Many complex systems, from microbial communities to mussel beds to drylands, display striking self-organized clusters. According to theoretical models, these groupings play an important role in how an ecosystem works and its ability to respond to environmental changes. A new paper in PNAS focused on the spatial patterns found in drylands offers important empirical evidence validating the models.
Drylands make up 40 percent of the Earth's landmass and are places where water is the limiting resource for life. They often display a characteristic clustering of vegetation surrounded by bare soil -- patterns that are easy to spot in aerial images. The new study, led by SFI External Professor Sonia Kéfi, who is a researcher at CNRS in France, finds that not only are these spatial patterns caused by the stressful environmental conditions of drylands, but they are also a critical adaptation that allows drylands to function in changing conditions. When a dryland ecosystem tips into a degraded state, the spatial patterns disappear.
"Many people have the idea that 'interesting' ecosystems are places like the Amazon, and that drylands are poor in some way," says SFI External Professor Ricard Solé (Pompeu Fabra University), a co-author on the paper. "But they can be very rich. They are responsible for managing how water is being retained or not in these habitats, and are important for CO2 exchange." Beyond their ecological importance, drylands are also home to one-third of the world's human population, making them important economically and culturally.
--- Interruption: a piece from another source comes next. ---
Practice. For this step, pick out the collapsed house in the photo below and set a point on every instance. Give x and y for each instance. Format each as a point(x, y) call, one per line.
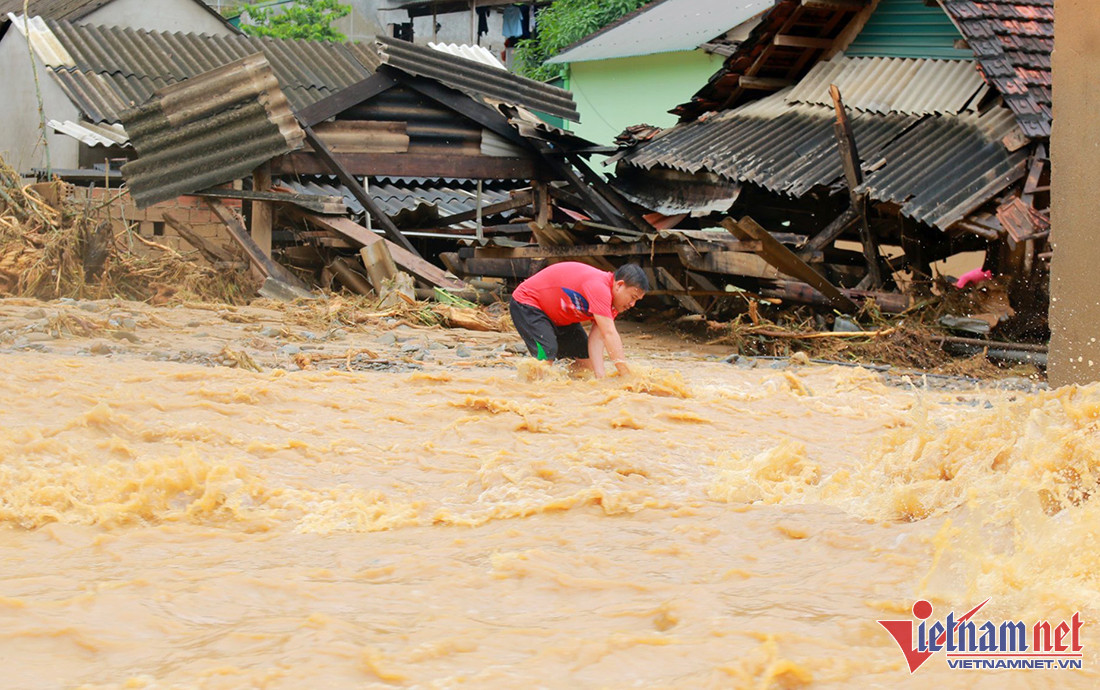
point(933, 142)
point(914, 130)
In healthy dryland ecosystems, islands of vegetation create oases where conditions are a bit better than the rest of the landscape. There's more water, more nutrients, and more shade. If an ecosystem's climate becomes drier, those clusters tend to move further apart.
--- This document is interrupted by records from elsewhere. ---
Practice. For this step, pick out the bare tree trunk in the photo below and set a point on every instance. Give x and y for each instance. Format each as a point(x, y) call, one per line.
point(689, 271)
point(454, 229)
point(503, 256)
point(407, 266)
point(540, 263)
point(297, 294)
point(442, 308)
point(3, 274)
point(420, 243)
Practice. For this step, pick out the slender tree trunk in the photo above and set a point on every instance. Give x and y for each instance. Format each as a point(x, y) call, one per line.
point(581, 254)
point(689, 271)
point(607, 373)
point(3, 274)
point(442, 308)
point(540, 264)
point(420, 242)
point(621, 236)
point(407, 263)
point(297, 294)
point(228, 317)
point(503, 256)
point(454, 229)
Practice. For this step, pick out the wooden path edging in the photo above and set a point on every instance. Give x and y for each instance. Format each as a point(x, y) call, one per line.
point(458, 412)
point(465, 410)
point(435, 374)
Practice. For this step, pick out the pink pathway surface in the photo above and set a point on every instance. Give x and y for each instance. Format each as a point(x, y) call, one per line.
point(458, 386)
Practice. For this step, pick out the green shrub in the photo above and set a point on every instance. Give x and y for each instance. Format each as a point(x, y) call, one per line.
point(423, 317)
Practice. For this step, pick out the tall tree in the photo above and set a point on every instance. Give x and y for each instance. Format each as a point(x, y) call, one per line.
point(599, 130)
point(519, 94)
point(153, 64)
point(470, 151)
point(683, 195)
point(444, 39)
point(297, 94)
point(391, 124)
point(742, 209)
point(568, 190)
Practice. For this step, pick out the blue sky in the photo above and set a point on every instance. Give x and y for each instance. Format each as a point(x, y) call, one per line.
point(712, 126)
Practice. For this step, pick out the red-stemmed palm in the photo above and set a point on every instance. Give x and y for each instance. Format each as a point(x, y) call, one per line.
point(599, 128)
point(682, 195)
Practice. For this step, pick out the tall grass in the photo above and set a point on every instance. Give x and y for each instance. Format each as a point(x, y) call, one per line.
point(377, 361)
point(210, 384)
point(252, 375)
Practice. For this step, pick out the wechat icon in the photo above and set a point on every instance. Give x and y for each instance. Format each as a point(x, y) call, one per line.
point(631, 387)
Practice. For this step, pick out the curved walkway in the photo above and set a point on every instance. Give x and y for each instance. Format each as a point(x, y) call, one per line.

And this, says Kéfi, is a double-edged sword. While improving local conditions, these clusters also create spaces without vegetation -- harsh places where a single plant would not survive on its own. If conditions become too harsh, the ecosystem can reach a tipping point into desertification.
Kéfi and her colleagues wondered if aerial images, and their evidence of changes in spatial patterns, could themselves indicate the health or level of degradation in a given plot of land.
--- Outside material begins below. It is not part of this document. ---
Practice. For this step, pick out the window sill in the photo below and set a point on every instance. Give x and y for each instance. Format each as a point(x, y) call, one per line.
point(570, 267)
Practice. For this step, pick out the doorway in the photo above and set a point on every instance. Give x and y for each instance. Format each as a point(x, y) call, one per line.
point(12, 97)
"In theory, we could tell something about the ecosystem from the sky -- that's what the models predict, in very broad terms," says Kéfi. To test this, the team paired aerial images with soil and vegetation data gathered from 115 dryland ecosystems across 13 different countries. "This on-the-ground data shows us where one ecosystem is healthier or functioning better than other ecosystems." Using the two types of data, the team could test the predictions of the model against real-world observations.
"Our results represent a significant advance in the development of tools for the management and preservation of dryland ecosystems in a warmer, drier world," says Kéfi. "More specifically, changes in spatial vegetation patterns (or the lack thereof) could be used as indicators of degradation."
According to Solé, the study offers, for the first time, real validation that the model correctly predicts the nonlinear dynamics of what has been unfolding in dryland ecosystems. "The beauty of this work is that it reveals something that goes beyond the pattern-forming problem. You can talk about ecosystem health in ways that are not metaphoric, and it opens new interesting questions about how to address the future of these ecosystems," he says.
The authors hope their work will make it easier to spot degrading systems that might be approaching a tipping point. And, because vegetation patterning seems to also be key in other natural systems, such as microbial communities or coastal wetlands, their results could have implications for systems beyond arid zones.